I regularly see single and double quotes used interchangeably and think nothing of it. :-/ I still fail to see your point. I generally prefer to use double-quotes for things like actual quotes or irony, and use single-quotes for things that don't justify double-quotes.

TestSubject said:

And leap years are every four years...aren't they?

The Wikipedia article explains the rules correctly and easily (the algorithm part has pseudocode).

Thomas Harte
Quote:

I regularly see single and double quotes used interchangeably and think nothing of it. I still fair to see your point. I generally prefer to use double-quotes for things like actual quotes or irony, and use single-quotes for things that don't justify double-quotes.

The fact that you use quotes incorrectly (at least as per British English, where the BBC is located) isn't really relevant — the BBC News site is written by actual, trained journalists with subeditors and editors, so you can expect them to use quotes correctly. I'm not even really sure why you think it is relevant. So my point is exactly what I've said it is, even though you disagree, i.e.:

Thomas Harte said:

maybe 2008 was the year that, per the BBC, the software meaning of bug stopped being recognised by mainstream society?
...
I think [mainstream society does know what a software bug is], at least to the extent that single quotes in a heading like that just look like someone meant to use double quotes and messed up.

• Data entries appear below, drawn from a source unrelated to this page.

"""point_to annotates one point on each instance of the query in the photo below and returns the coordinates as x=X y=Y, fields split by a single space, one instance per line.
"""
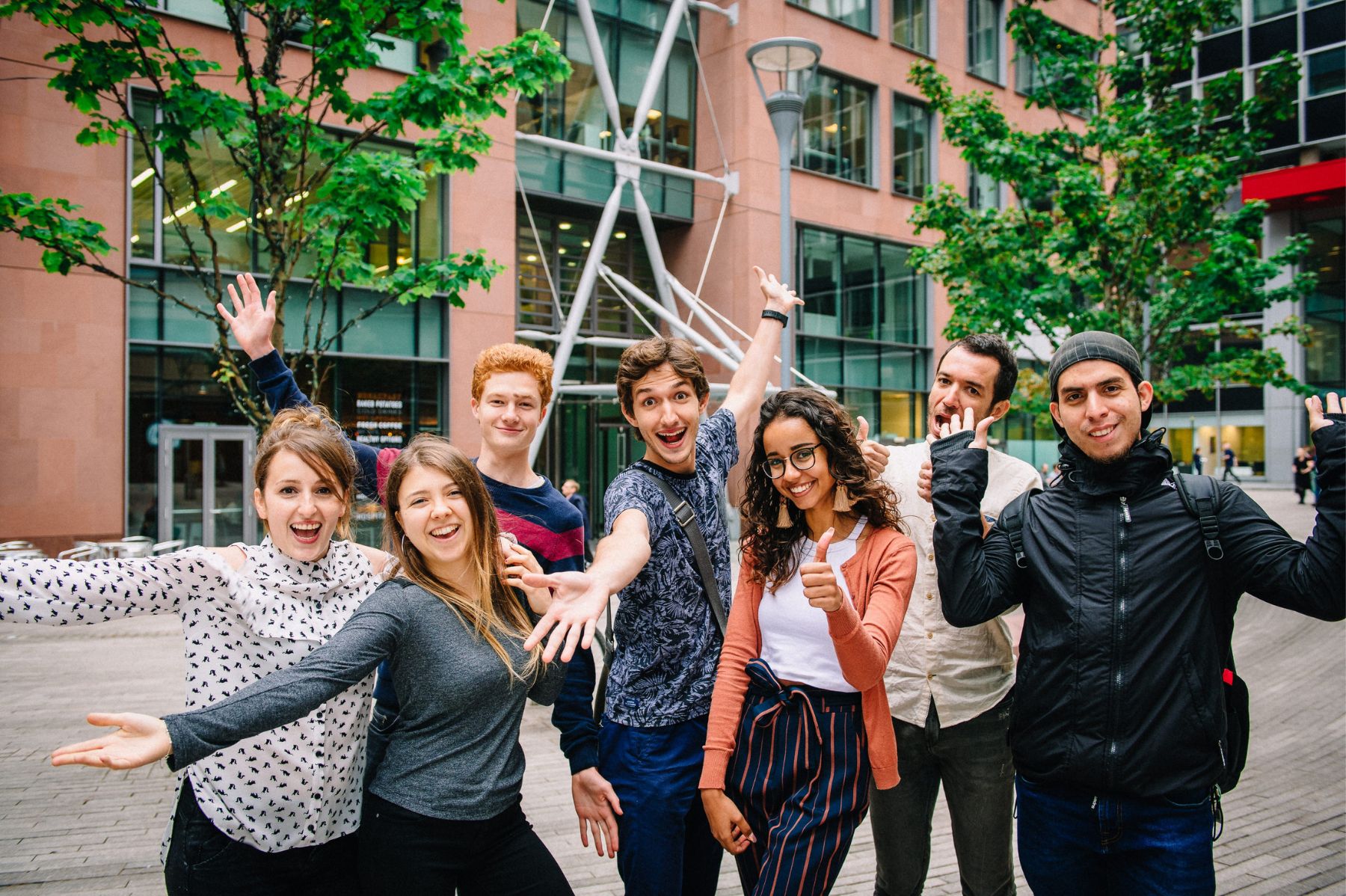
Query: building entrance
x=205 y=485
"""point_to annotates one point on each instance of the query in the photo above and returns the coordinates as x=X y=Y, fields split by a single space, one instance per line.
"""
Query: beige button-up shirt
x=965 y=670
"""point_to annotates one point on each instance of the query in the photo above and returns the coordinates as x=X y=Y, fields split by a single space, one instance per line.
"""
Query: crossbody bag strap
x=686 y=520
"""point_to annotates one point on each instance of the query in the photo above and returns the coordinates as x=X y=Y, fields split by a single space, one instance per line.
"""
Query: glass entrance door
x=205 y=485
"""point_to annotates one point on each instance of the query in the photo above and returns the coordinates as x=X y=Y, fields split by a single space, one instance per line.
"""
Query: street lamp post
x=785 y=57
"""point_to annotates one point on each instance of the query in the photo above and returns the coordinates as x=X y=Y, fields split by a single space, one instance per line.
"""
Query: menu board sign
x=381 y=419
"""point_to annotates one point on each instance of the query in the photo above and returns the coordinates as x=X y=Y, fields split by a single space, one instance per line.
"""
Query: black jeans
x=972 y=761
x=404 y=853
x=203 y=860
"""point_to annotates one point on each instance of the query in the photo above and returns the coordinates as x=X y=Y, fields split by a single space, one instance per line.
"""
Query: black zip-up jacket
x=1119 y=681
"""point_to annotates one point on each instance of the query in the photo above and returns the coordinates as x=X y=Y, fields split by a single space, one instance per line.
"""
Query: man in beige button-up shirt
x=949 y=688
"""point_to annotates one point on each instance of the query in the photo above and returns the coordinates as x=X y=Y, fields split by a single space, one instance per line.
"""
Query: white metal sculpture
x=627 y=166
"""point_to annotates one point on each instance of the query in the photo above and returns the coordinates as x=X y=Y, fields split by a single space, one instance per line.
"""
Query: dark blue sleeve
x=572 y=714
x=277 y=382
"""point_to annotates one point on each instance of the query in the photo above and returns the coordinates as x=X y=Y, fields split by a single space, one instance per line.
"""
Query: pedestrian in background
x=1303 y=467
x=1231 y=459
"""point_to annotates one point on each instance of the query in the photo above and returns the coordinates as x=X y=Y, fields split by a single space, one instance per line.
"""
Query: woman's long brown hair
x=485 y=603
x=772 y=550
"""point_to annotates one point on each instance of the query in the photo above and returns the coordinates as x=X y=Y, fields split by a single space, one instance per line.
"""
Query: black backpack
x=1201 y=498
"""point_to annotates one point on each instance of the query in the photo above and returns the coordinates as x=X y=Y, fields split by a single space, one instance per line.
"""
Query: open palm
x=139 y=740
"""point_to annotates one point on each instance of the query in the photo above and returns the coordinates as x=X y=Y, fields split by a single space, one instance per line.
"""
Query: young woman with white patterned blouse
x=276 y=811
x=443 y=811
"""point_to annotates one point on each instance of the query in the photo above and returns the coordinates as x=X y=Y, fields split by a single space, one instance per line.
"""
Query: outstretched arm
x=976 y=574
x=1273 y=567
x=747 y=387
x=279 y=699
x=252 y=323
x=580 y=598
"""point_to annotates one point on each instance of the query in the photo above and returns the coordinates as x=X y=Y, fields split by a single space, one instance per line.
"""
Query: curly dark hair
x=770 y=550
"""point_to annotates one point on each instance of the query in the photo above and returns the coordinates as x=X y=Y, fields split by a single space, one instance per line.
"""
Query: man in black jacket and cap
x=1119 y=725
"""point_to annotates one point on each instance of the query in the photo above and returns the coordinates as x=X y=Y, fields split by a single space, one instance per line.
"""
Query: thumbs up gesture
x=820 y=580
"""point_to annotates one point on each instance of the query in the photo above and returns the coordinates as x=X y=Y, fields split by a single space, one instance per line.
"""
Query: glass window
x=859 y=289
x=902 y=296
x=912 y=25
x=852 y=13
x=910 y=147
x=565 y=242
x=835 y=139
x=820 y=276
x=575 y=111
x=1268 y=8
x=143 y=187
x=984 y=40
x=983 y=190
x=1326 y=72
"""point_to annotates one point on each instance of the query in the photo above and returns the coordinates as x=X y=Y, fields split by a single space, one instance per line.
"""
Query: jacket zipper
x=1119 y=630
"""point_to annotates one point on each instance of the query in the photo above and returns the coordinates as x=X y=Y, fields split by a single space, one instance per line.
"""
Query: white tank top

Again: I think mainstream society knows what a bug is. I am therefore surprised that the BBC suddenly think they do not. Given the wide knowledge of the meaning of the term, I'd go so far as to say that the BBC's use of single quotes looks almost like they meant it to be a quote but for the fact that single quotes aren't used for direct quotes like that. However, as I've previously said, it is obvious from the article itself that they have used single quotes correctly and simply believe that people do not know what a bug is.

Roy Underthump

I seen a post in techdirt that mentioned that an MP3 player shouldn't need the date at all, so it must be some sort of DRM that needed to know what the date is.

TestSubject

The sharing thing has a deadline of three days, so that might be why it needs the date. I read that it connects to the super Microsoft hivemind in the sky, and attempting to tamper with the date yourself is certain death.

CGamesPlay

It also might be because the device has a clock.

Evert
Quote:

I seen a post in techdirt that mentioned that an MP3 player shouldn't need the date at all, so it must be some sort of DRM that needed to know what the date is.

I can't think of any good reason why a fridge needs to know the time either, but I've seen them come with clocks anyway. For that matter, your microwave doesn't need to know the time either. Nor does my mom's oven.

My Cowon has a built-in calendar. Not that I use it, but it wants to know the date and time because of that.